Monday 15 February 2010

‘Salem’s Lot: Review

I’ve wanted to read ‘Salem’s Lot for a long time, but for some reason or another I’ve never got round to it, but I’m glad I have done so now. This project, of reading nothing but Stephen King novels for a year, has given me the drive I’ve needed to read those books I’ve had on my shelves for years and have yet to pick up and open.

In the novel, the main hero, Ben Mears, is a writer of moderate success, who has returned to the town of his childhood, Jerusalem’s (‘Salem’s) Lot, in order to write a new book, and expel some inner demons that those formative years had instilled in him. When Ben arrives he intends to rent the Marsten House, which looms over the town like a dark watchman, and is the place of Ben’s turmoil. Unfortunately, (or fortunately, depending on your point of view), the house has been bought by the mysterious Mr Straker, and his allusive business partner, Mr Barlow.
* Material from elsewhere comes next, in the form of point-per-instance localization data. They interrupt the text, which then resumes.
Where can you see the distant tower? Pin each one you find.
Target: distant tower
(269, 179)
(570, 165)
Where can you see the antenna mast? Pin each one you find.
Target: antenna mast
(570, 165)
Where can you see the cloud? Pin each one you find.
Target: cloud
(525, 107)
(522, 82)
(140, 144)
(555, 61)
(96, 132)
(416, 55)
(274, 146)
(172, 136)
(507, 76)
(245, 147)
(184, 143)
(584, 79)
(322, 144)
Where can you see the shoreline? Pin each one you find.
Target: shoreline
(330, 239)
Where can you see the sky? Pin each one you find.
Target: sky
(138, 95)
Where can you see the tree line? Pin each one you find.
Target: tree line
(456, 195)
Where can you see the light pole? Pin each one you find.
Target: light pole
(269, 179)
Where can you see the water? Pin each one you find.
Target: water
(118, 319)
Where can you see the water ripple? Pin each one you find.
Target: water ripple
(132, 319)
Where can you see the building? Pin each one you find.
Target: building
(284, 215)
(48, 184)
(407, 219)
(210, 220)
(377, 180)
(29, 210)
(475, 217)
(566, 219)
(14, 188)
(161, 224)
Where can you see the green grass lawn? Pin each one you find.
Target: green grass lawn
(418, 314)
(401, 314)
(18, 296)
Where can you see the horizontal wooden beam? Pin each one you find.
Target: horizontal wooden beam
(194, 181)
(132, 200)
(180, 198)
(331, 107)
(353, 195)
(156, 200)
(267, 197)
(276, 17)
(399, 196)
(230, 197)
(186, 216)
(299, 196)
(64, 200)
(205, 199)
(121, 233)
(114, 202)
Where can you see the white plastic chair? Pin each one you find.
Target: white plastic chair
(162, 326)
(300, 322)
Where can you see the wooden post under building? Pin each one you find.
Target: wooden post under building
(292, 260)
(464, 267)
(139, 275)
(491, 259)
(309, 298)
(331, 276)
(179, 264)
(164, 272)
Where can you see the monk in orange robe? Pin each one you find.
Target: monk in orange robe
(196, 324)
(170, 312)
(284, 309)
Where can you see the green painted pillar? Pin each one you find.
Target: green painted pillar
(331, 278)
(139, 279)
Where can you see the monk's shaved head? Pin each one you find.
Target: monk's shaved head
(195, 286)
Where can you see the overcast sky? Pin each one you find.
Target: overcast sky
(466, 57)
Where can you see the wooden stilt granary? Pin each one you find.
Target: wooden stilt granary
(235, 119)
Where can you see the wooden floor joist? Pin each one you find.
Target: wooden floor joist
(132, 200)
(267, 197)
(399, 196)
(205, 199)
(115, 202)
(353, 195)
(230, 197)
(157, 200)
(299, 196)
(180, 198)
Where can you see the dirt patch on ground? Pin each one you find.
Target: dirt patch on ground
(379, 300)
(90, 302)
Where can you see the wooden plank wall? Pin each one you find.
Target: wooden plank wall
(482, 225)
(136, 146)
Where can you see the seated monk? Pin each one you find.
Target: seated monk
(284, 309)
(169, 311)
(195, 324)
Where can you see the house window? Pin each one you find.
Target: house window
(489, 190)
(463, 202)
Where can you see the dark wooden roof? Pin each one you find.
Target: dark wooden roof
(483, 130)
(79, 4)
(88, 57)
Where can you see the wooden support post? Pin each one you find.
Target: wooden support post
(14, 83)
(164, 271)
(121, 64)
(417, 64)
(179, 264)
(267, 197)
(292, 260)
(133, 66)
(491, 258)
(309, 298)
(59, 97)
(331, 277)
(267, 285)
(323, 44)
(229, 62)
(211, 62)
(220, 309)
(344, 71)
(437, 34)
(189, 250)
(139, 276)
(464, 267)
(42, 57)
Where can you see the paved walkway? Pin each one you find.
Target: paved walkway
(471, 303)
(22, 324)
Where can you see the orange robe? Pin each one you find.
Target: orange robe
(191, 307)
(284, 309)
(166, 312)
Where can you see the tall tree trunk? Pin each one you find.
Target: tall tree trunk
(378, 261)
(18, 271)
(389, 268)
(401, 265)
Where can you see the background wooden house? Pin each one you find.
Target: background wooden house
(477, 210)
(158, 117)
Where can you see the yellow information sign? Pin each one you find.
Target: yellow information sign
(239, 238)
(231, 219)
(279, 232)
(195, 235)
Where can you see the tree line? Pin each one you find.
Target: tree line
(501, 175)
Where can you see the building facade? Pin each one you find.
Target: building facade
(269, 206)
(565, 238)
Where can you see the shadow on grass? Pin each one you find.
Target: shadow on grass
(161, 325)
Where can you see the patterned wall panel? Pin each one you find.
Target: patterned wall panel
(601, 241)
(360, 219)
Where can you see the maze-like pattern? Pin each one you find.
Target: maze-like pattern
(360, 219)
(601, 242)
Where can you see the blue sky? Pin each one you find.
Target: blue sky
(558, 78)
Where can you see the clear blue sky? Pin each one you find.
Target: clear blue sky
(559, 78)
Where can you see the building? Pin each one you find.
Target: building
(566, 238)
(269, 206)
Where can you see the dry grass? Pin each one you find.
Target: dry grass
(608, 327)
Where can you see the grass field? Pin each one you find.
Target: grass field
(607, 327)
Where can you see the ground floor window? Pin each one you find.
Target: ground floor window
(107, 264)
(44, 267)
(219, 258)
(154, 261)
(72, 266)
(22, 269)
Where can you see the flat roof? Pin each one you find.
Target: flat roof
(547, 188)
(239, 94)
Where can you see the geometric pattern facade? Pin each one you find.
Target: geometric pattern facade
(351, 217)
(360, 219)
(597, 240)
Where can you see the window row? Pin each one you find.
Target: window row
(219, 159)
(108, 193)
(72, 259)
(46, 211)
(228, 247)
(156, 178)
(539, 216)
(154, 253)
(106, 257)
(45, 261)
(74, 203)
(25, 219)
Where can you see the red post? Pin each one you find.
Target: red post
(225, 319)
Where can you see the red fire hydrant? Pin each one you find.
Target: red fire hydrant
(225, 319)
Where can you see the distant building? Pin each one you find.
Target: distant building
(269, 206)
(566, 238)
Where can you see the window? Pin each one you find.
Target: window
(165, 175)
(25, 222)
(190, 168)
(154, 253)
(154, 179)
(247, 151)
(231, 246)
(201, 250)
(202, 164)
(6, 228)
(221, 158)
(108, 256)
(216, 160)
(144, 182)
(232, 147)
Finding a room in the lodging house of Eva Miller, Ben sets to work writing his book. Ben also starts a relationship with a young woman in the town, Susan Norton, which doesn’t go down too well with Susan’s mother, or Susan’s ex-boyfriend, Floyd Tibbits.

Nothing seems out the ordinary until two boys go missing, Danny and Ralphie Glick, while on their way to their friend, Mark Petrie’s house. After Danny turns up a little while later, without Ralphie, and then later dies, things start to get worse for the people of ‘Salem’s Lot, as Danny returns as a vampire.

In ‘Salem’s Lot, vampirism spreads more like a disease, with the victims not really knowing what is happening to them at the beginning, except they feel a little ill and don’t like the sunlight. They also have no recollection of being bitten, or if they do they pass it off as a dream or nightmare, brought on by stress, and in some cases, as in Danny Glick’s mother, grief.

As Ben, Susan, Mark Petrie and a few others realise what is happening, they attempt to take on Straker and Barlow, and stop the situation getting worse.

King doesn’t give us any hard and fast rules regarding the vampires in ‘Salem’s Lot, and like his characters as they search the available myths and legends, find out which ones work and which ones don’t. It’s a “let’s try everything, and hope for the best” approach that we as the reader would attempt if it happened in real life, and it is this believability of the situation created by King’s writing, which makes the book so frightening. It is everything you would want not only from a Stephen King novel, but from a vampire novel in general.